Well I think I finally got to the bottom of why the matrix server has been slow in the past. Now that i have good stats on resources I can better address it... Should have matrix running much smoother soon.

@trinsec

Follow

@freemo @trinsec I do hear the matrix developers say there will be a go implementation to replace the slow and resource demanding python version. Is that still in alpha stage?

(As a jealous JVM lover, I don't trust Python 😂 )

@skyblond

That I have no idea.. But if they think go automatically means faster then it will probably be an abysmal failure.

@trinsec

@freemo @trinsec Based on my limited knowledge of python, the multithreading part is pretty heavy, if I recall correctly, you need a new python process to start a new thread (sounds familiar with JVM :ablobthinking: ). And go is pretty good at multithreading (I mean user-mode threads). If not limited by the IO, I would assume a go implementation will speed up some of the process. Maybe also ease the load on developers, considering go offers some great built-in multithreading structures.

@skyblond

multithreading is ugly, but not exactly heavy... you can do threading without multiprocess but you have to disengage the GIL, which involves a little bit of magic... its an ugly pattern to be sure, but not resource intensive.

@trinsec

@freemo ok, thanks, that's some updates to my knowledge base :ablobthinking:

Based on my experience on JVM, when I switched from JVM's native thread to Kotlin coroutines (which is based on threads but is able to share threads, so less thread suspension overall), I got a free performance boost. I assume go can achieve the similar thing. If so, I would say there is a free optimization without largely redesigning the algorithm.

Also, I always prefer strong typed languages when co-op with other developers. Python makes me panic when I don't know what the type of variable x :ablobgrimace:

@skyblond JVM? Thats Java, thought we were talking about python?

Sounds like you implemented threading poorly in java and moved to a language where the way you built it was more appropriate to that language... I mean sure, they might be able to write code on Rust better than in Python simply because they are better at writing code for Rust than they are for Python... but thats not the language's fault.

> Also, I always prefer strong typed languages when co-op with other developers. Python makes me panic when I don't know what the type of variable x :ablobgrimace:

Based on the context here you mean staticly typed, not strongly typed

@freemo oh.. my bad. I did a quick google search and found Python is quite different from JVM. On JVM, a thread is always a kernel thread. On Python, it might or might not be (StackOverflow told me this). So when I initially thought about GIL, I thought it would be act like a monitor lock on JVM, which cause a kernel thread to suspend and have a relatively huge penalty.

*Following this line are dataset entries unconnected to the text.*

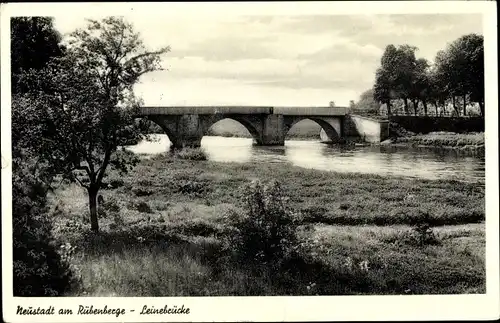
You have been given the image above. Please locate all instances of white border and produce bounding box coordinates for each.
[0,1,500,322]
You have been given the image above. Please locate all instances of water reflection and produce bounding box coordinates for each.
[129,135,485,183]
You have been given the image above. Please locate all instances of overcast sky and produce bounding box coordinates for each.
[55,14,482,106]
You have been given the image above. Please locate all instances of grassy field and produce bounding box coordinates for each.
[209,119,321,139]
[392,132,484,152]
[50,155,485,296]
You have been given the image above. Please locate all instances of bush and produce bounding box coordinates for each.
[135,201,153,213]
[97,195,120,218]
[12,162,78,296]
[229,181,299,268]
[174,148,207,160]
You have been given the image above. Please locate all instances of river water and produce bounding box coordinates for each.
[128,134,485,184]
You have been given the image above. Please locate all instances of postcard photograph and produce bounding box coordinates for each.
[1,1,499,322]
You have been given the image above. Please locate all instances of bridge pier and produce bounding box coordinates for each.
[257,114,286,146]
[139,107,372,148]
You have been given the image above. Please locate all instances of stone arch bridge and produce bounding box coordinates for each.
[137,106,390,148]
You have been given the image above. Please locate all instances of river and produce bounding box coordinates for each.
[128,134,485,184]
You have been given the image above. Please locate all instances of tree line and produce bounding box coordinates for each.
[351,34,484,117]
[11,17,170,296]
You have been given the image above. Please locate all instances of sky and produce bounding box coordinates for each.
[54,14,483,106]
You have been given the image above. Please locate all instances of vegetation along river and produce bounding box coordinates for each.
[129,134,485,184]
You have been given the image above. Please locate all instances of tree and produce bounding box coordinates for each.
[11,17,73,296]
[436,34,484,116]
[409,58,430,115]
[10,17,64,93]
[373,45,397,115]
[17,17,170,232]
[354,89,380,114]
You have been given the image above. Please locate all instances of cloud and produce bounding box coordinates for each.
[52,13,482,104]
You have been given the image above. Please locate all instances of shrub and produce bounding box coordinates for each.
[176,180,209,196]
[413,213,438,246]
[97,195,120,218]
[109,178,125,189]
[230,181,298,268]
[12,163,78,296]
[135,201,153,213]
[174,148,207,160]
[132,187,153,196]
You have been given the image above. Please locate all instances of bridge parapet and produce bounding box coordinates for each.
[140,106,347,116]
[141,106,273,116]
[273,107,347,116]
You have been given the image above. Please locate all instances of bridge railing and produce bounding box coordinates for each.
[140,106,347,116]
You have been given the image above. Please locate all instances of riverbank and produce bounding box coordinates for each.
[381,132,485,153]
[50,155,485,296]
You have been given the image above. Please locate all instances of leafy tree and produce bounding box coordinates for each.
[10,17,64,93]
[11,17,74,296]
[373,44,397,114]
[436,34,484,116]
[409,58,430,115]
[16,17,170,232]
[353,89,380,114]
[373,68,392,115]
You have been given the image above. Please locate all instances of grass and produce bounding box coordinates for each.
[208,119,321,139]
[50,155,485,296]
[392,132,485,153]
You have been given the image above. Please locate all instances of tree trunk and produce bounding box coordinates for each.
[422,100,427,116]
[403,98,410,115]
[478,101,484,117]
[451,95,460,115]
[88,185,99,233]
[464,94,467,117]
[412,100,418,116]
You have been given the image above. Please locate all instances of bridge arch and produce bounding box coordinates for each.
[144,116,178,147]
[203,115,261,144]
[284,116,340,143]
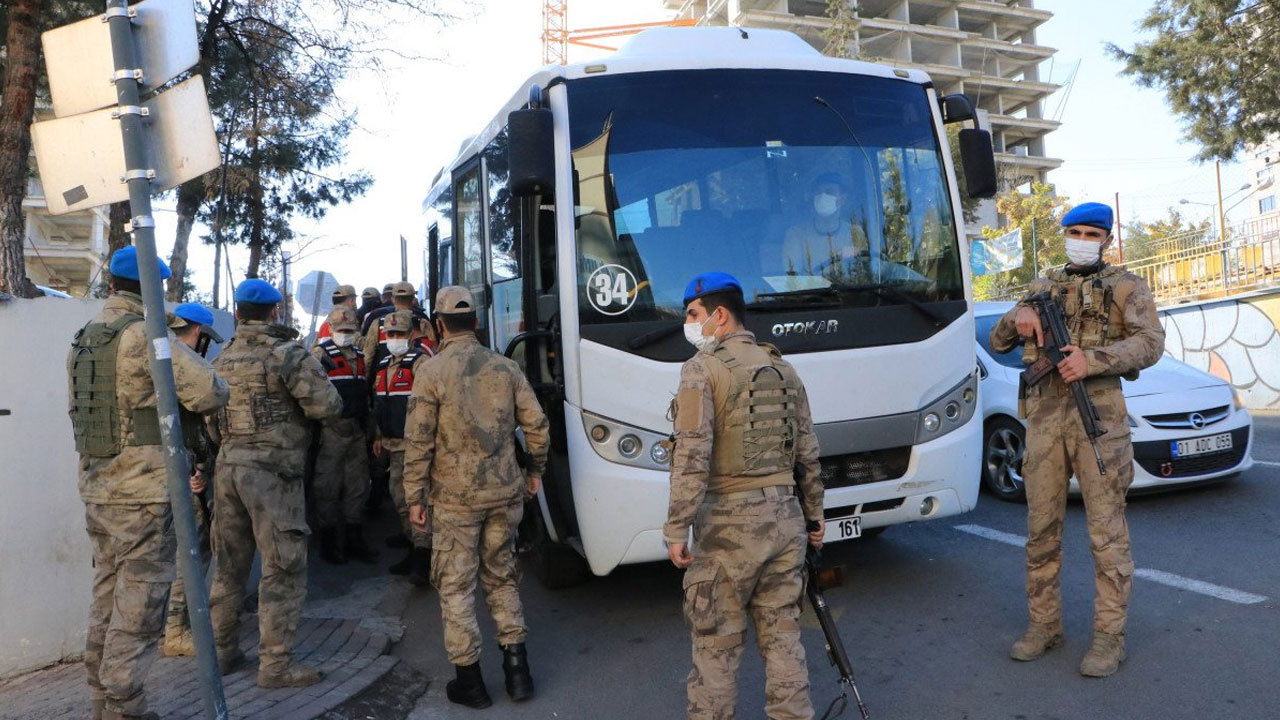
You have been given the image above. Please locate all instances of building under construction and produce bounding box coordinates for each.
[663,0,1062,190]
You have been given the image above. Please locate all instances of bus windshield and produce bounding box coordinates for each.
[568,69,964,324]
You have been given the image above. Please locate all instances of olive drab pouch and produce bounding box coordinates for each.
[70,314,160,457]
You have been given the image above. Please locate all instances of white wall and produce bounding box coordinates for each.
[0,297,102,678]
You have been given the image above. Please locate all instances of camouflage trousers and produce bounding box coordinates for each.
[384,450,431,547]
[684,495,813,720]
[209,462,308,673]
[431,502,527,665]
[84,502,177,715]
[1023,379,1133,634]
[164,495,214,628]
[311,418,369,528]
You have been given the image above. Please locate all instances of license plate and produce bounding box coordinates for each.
[822,515,863,542]
[1169,433,1233,457]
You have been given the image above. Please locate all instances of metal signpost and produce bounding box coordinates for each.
[32,0,227,720]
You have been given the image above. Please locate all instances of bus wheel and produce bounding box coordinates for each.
[521,503,591,591]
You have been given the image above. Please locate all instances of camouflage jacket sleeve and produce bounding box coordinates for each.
[280,342,342,420]
[515,370,550,478]
[404,357,440,505]
[796,386,824,521]
[662,355,716,544]
[1084,277,1165,375]
[169,333,230,415]
[988,278,1050,354]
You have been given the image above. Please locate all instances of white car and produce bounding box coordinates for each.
[974,302,1253,502]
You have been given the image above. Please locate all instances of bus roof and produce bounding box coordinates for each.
[422,27,929,211]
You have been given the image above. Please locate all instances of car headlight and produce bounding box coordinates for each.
[915,370,978,445]
[582,413,671,470]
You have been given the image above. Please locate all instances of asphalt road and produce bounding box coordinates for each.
[339,416,1280,720]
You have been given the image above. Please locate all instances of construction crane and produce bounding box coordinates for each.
[543,0,698,65]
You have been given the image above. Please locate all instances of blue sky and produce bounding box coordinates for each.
[157,0,1247,302]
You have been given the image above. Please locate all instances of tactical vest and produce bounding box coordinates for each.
[317,338,369,418]
[218,334,306,435]
[707,343,800,484]
[70,314,160,457]
[374,347,425,438]
[1023,260,1138,380]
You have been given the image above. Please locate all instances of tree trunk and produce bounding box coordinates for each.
[0,0,45,297]
[165,178,205,302]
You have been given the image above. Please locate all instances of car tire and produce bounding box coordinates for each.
[982,418,1027,502]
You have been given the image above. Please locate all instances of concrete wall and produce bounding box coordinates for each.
[0,297,102,678]
[1160,290,1280,410]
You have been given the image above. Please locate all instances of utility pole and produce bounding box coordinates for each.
[105,0,227,720]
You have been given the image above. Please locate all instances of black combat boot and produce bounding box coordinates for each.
[347,523,378,562]
[444,662,493,710]
[320,528,347,565]
[408,547,431,588]
[387,547,413,575]
[498,643,534,702]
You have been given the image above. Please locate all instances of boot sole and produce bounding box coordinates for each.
[1009,635,1062,662]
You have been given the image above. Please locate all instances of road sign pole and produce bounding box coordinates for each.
[104,0,227,720]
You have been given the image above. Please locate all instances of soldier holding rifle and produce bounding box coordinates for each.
[991,202,1165,678]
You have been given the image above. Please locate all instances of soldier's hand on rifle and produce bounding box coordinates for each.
[1014,306,1044,347]
[809,520,827,550]
[667,542,694,570]
[1057,345,1089,383]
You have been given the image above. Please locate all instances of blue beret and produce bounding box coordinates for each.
[236,278,284,305]
[173,302,214,327]
[685,273,742,305]
[110,245,173,281]
[1062,202,1112,232]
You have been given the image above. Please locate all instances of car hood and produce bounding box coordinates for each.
[1124,356,1226,397]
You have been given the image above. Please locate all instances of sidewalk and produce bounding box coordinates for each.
[0,507,412,720]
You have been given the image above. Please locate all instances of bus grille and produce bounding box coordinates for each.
[820,445,911,488]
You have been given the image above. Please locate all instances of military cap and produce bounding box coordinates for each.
[110,245,173,281]
[383,310,413,333]
[435,284,476,315]
[236,278,284,305]
[326,305,360,331]
[685,273,742,305]
[173,302,223,342]
[1062,202,1112,232]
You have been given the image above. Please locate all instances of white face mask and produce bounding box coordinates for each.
[1066,237,1102,268]
[813,192,840,217]
[685,311,719,352]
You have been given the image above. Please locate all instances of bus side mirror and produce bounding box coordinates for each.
[959,128,996,197]
[507,108,556,197]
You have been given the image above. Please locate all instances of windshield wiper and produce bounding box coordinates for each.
[831,283,947,328]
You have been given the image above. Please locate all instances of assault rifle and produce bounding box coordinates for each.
[804,521,870,720]
[1023,292,1107,475]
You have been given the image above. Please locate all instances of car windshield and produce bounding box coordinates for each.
[568,70,964,324]
[974,315,1024,370]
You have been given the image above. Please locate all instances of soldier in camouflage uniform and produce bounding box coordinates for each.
[374,310,431,579]
[67,246,228,719]
[311,302,378,564]
[404,286,549,707]
[160,302,223,657]
[663,273,826,720]
[210,279,342,688]
[991,202,1165,678]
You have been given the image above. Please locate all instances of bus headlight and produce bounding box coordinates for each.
[582,413,671,473]
[915,372,978,445]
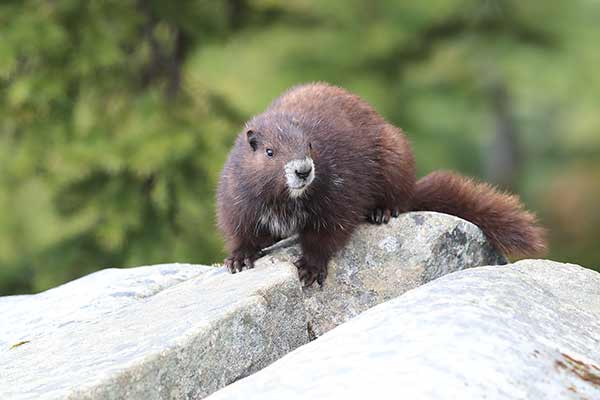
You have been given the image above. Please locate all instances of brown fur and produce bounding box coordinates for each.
[412,171,546,256]
[217,83,543,285]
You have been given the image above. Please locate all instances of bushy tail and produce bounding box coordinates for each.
[412,171,546,256]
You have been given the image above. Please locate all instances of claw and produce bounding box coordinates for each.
[383,208,392,224]
[244,257,254,269]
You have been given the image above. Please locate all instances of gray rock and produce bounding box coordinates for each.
[0,260,308,399]
[210,260,600,400]
[264,212,506,336]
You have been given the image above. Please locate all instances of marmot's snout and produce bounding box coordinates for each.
[284,157,315,197]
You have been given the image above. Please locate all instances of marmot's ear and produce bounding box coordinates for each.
[246,129,258,151]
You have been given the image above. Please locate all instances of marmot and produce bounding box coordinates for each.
[217,83,545,286]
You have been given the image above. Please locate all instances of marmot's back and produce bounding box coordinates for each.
[268,82,385,128]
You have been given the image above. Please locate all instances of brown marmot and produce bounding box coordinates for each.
[217,83,545,286]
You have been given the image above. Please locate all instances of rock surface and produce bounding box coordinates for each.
[0,260,308,399]
[272,212,506,337]
[210,260,600,400]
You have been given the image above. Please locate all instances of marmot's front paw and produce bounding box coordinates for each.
[294,257,327,287]
[223,255,255,274]
[367,208,400,225]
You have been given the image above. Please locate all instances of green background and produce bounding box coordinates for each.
[0,0,600,294]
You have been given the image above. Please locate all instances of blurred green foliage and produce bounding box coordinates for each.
[0,0,600,294]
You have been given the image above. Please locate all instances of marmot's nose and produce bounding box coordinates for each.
[294,167,312,180]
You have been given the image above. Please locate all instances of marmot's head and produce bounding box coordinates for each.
[245,114,315,198]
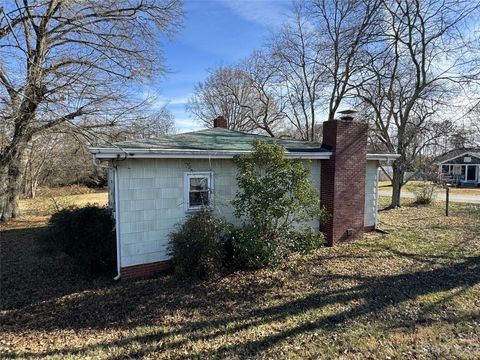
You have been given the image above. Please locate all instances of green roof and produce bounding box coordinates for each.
[96,128,329,152]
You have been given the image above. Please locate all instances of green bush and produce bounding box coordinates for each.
[232,141,325,236]
[230,141,328,269]
[227,225,285,269]
[43,206,116,275]
[168,210,230,279]
[415,182,437,205]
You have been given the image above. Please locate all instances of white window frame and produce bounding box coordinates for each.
[183,171,215,211]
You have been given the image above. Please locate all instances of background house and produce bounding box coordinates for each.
[90,117,396,277]
[437,149,480,187]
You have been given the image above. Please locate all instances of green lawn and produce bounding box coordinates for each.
[0,193,480,359]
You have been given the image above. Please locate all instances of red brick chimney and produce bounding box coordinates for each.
[320,116,368,246]
[213,116,228,129]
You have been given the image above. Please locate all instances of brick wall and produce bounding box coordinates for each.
[120,261,172,279]
[320,120,368,246]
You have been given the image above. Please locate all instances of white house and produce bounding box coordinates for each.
[90,117,396,278]
[437,149,480,187]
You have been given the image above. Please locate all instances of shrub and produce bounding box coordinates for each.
[168,210,230,279]
[415,182,437,205]
[227,225,285,269]
[233,141,322,236]
[230,141,328,268]
[43,206,116,274]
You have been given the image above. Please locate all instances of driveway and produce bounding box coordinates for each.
[378,189,480,204]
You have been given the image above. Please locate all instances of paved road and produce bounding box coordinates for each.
[378,189,480,204]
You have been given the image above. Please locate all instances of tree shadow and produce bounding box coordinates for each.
[0,249,480,358]
[0,226,112,310]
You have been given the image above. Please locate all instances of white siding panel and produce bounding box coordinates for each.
[364,161,378,226]
[114,159,320,267]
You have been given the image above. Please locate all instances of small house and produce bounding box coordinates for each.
[437,148,480,187]
[90,117,397,278]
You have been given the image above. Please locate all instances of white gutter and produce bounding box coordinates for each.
[367,154,400,161]
[113,166,122,281]
[90,148,332,160]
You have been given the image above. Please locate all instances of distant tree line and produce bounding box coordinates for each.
[187,0,480,207]
[0,0,182,220]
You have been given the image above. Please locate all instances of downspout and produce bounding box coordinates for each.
[93,154,122,281]
[113,165,122,281]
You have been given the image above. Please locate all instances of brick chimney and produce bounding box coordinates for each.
[213,116,228,129]
[320,114,368,246]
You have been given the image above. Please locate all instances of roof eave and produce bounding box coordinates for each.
[367,154,400,161]
[89,148,332,160]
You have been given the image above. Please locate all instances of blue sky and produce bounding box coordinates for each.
[146,0,291,132]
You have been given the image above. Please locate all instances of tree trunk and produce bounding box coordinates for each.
[390,160,405,209]
[0,141,27,221]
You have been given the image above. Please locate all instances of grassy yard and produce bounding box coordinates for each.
[0,190,480,359]
[378,180,480,196]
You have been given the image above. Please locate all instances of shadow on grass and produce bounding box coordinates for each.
[0,233,480,358]
[0,226,111,310]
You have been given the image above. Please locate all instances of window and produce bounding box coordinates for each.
[184,172,213,210]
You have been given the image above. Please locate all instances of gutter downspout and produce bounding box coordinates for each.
[113,165,122,281]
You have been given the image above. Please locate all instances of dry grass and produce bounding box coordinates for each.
[378,181,480,196]
[20,187,108,217]
[0,195,480,359]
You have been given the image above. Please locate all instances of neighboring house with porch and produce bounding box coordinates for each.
[90,117,397,278]
[437,148,480,187]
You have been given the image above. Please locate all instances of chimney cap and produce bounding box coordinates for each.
[338,109,358,120]
[213,115,228,129]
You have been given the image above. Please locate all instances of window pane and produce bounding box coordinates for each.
[190,177,208,191]
[189,190,209,207]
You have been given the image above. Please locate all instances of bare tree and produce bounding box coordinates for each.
[187,52,284,136]
[358,0,478,207]
[0,0,182,220]
[268,3,326,141]
[309,0,381,120]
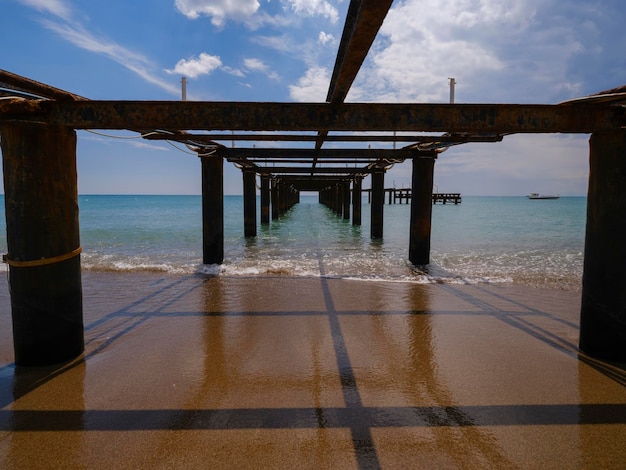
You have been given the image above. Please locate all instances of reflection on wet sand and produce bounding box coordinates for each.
[0,272,626,468]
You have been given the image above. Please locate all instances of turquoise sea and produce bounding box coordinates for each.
[0,195,586,289]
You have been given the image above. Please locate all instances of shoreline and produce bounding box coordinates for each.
[0,271,626,468]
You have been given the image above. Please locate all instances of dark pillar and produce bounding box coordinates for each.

And after another goolge search, yes, I do mean statically typed and strongly typed, where you need to declare the type of a variable and cannot change it on the fly.

@skyblond Yea in java multithreading with the purpose of leveraging multiple CPUs is pretty straightforward and similar to any other language.

Python really is the odd one out where multithreading is a bit of a cop-out as it doesnt actually run in parallel and across CPUs and thus requires either C-python to bypass the GIL or multi-process handling.. which is quite ugly to do efficiently.

C-Python can link with and interact with multi-threaded C code no problem. See https://github.com/sdgathman/pymilter/blob/master/miltermodule.c for an example of the C code end (key object is PyThreadState).

C-Python code itself does not multi-thread, except through multi-processing. (Jython is a Java python implementation that does multi-thread.)

HOWEVER, what is ultimately more efficient than multi-threading for pure python or most other interpreted code is co-routines. Remember those from Knuth's "Fundamental Algorithms"? Python has built-in support for very clean and efficient co-routines - key syntax is the "yield" statement. They work very well ad-hoc, and there are frameworks like the "twisted" library that provide consistent interaction between many parts.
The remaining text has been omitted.